Largest Hausdorff quotient
Consider the equivalence relation $\sim$ on your space $X$ such that $x\sim y$ iff $x$ and $y$ have the same image under all surjective continuous maps $f:X\to Y$ with codomain $Y$ a Hausdorff space. Put on the set $X/\sim$ the least topology which makes all those maps continuous, and you have the space you want. I doubt there is any actual reference for this.
Mariano already answered the question, but let me make two additional remarks:
1) Actually the proof of GAFT is constructive and can be (at least sometimes) used to get explicitly a left adjoint functor. In this case, you can see directly the "big coequalizer" whose set-theoretic existence issue is dealt with the solution set condition: just consider all maps from your space $X$ into Hausdorff spaces which are surjective; this bounds the cardinality of the Hausdorff spaces, and thus up to isomorphism there is only a set of them.
2) Another construction of the left adjoint to $\mathsf{Haus} \to \mathsf{Top}$ works as follows: Let $X$ be a topological space, and consider the equivalence relation $\sim$ generated by: If $x,y$ cannot be separated by disjoint open sets, then $x \sim y$. Then $H(X):=X / \sim$ has the property that every map from $X$ into a Hausdorff space uniquely factors through $X \to H(X)$. If $H(X)$ was Hausdorff, we would be done. But this is not always the case. Instead, we have to repeat this construction: $X \to H(X) \to H(H(X)) \to H(H(H(X))) \to \dotsc$, then take the colimit $H^{\omega}(X)$, and make again $H^{\omega}(X) \to H(H^{\omega}(X)) \to \dotsc ...$. You can continue this for every ordinal number. Since $X$ is a set and all these maps are quotient maps, at some stage we get an isomorphism, which is the desired Hausdorff quotient.

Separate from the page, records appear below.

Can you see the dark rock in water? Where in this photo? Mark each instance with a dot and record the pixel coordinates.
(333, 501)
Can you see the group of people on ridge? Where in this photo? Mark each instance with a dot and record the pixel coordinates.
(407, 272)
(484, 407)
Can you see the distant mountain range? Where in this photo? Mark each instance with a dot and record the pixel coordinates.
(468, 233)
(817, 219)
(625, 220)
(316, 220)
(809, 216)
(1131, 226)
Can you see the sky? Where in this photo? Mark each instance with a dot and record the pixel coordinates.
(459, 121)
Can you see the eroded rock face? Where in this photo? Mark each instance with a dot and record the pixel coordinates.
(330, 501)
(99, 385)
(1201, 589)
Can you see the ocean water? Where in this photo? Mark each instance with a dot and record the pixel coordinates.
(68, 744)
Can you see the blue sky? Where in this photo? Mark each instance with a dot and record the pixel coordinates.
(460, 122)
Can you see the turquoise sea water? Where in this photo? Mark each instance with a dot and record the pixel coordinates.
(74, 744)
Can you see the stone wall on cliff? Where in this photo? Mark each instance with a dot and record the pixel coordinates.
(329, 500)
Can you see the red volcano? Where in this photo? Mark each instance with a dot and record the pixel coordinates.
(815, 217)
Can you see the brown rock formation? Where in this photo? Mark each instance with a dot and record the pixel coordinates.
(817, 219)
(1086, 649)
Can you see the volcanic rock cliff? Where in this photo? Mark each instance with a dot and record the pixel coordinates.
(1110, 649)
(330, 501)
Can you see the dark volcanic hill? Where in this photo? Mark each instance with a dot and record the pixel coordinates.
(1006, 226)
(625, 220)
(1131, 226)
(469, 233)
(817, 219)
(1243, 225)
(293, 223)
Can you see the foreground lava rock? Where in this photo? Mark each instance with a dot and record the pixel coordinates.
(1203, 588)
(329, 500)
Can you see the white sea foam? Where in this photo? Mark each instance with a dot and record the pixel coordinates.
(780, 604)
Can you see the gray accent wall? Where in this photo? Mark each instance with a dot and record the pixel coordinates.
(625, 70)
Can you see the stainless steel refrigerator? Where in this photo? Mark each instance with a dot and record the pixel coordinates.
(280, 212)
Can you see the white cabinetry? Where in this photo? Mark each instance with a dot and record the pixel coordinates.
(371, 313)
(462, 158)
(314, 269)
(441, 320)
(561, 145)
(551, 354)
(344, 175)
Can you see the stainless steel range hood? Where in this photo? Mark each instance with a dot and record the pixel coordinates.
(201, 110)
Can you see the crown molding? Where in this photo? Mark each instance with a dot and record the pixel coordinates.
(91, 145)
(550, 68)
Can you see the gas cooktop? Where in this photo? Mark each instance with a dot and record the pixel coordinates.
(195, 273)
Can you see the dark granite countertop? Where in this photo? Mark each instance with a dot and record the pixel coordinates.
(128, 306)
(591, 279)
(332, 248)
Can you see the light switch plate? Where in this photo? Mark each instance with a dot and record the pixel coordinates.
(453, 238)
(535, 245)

It is interesting when we arrive at this stage, see my question about the nonhausdorff dimension.
To augment very slightly Mariano's nice answer, Hausdorff quotients (as opposed to surjections) suffice.
To obtain the finest Hausdorff quotient of an arbitrary space $X$, take the quotient of $X$ by the intersection of all partitions of $X$ determined by quotient maps from $X$ with $T_{2}$ image.